The audit was supposed to look into how funds borrowed by the government from the central bank have been used over the years. The government also has separate agreements with KPMG and Oliver Wyman for accounting audits.

The Lebanese government engaged Alvarez & Marsal Middle East to provide consulting and advisory services, involving A&M conducting a preliminary forensic audit report on the activities and accounts of Lebanon’s central bank.

“In line with the engagement terms, A&M requested information to the necessary depth and detail sufficient to be able to undertake the review,” the auditing firm said.

However, the lack of access to data led the auditing firm on November 19 to withdraw from its agreement with the government.

The Lebanese economy is in a downward spiral after defaulting on about $31 billion of eurobonds in March. Its currency has plunged about 80 per cent against the US dollar in the black market and inflation surged to 131 per cent in September.

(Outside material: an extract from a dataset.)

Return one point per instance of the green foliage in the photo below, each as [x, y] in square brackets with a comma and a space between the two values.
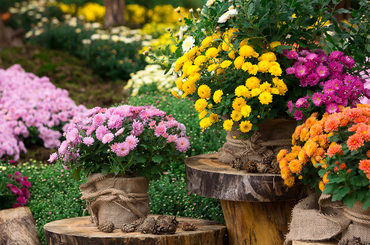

Public debt reached $94.26bn as of the end of July with bank assets and deposits continuously declining.

The consolidated balance sheet of financial institutions in the country declined 14 per cent in the first nine months of the year from the same period in 2019.

A forensic look into accounts of the central bank is a key prerequisite for Lebanon to get international financial assistance to help it emerge from its worst economic crisis in three decades.

A&M said it “remains committed" to supporting its clients while maintaining "the utmost levels of integrity”.

It would still be available if the Lebanese government wishes to re-engage under “more conducive” circumstances for a successful completion of the mandate.

Lebanese President Michel Aoun has also criticised the lack of information from the central bank and earlier this week said a forensic audit was vital to combat corruption.

“The withdrawal of Alvarez & Marsal from the mission entrusted to it is a setback to statehood, disclosure, accountability, and transparency,” Mr Aoun said. “Forensic auditing is the gateway to every reform, because it is able to uncover sources of corruption and waste and the reasons for the current [economic] collapse and those responsible for it.”

Forensic auditing is the gateway to every reform

In May, Lebanon turned to the International Monetary Fund for a $10bn bailout package, but talks have stalled due to political turmoil in the country. An agreement with the fund could trigger further pledges of investment that are dependent on the implementation of reforms.

The economy is expected to contract 25 per cent this year, according to IMF estimates.